Korea Won Gains on China Stimulus Speculation; Bonds Steady
Wen warned the momentum for a recovery isn’t yet in place in South Korea’s largest export market, adding that the government needs to comprehensively assess the situation and recognize the problems, the official Xinhua News Agency reported yesterday. Federal Reserve Chairman Ben S. Bernanke will present his semi-annual report on the outlook for the U.S. economy to Congress this week. The Kospi Index climbed 0.3 percent after U.S. shares gained the most in two weeks.
“There were some expectations for China stimulus in the market, and the won was also supported by overseas funds selling the dollar to buy Korean bonds,” said Cho Hyun Seok, a Seoul- based currency trader for Standard Chartered Bank Korea.
The won strengthened 0.3 percent to 1,147.00 per dollar at the close in Seoul, according to data compiled by Bloomberg. The currency’s one-month implied volatility, a measure of exchange- rate swings used to price options, slid 28 basis points, or 0.28 percentage point, to 7.70 percent.

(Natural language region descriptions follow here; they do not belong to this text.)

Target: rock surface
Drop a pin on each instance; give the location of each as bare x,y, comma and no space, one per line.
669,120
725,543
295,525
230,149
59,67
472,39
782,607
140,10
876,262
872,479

China’s gross domestic product expanded 7.6 percent in the second quarter from a year earlier, the sixth consecutive slowdown, the statistics bureau said on July 13. The Bank of Korea reduced its 2012 economic-growth forecast to 3 percent last week from the April projection for a 3.5 percent growth.
The yield on the government’s 3.25 percent bonds due June 2015 was unchanged at 2.95 percent, Korea Exchange Inc. prices show. This matches the July 13 level which was the lowest for a benchmark three-year note since December 2010. Three-year debt futures slid 0.02 to 105.74 and the one-year interest-rate swap climbed three basis points to 2.95 percent.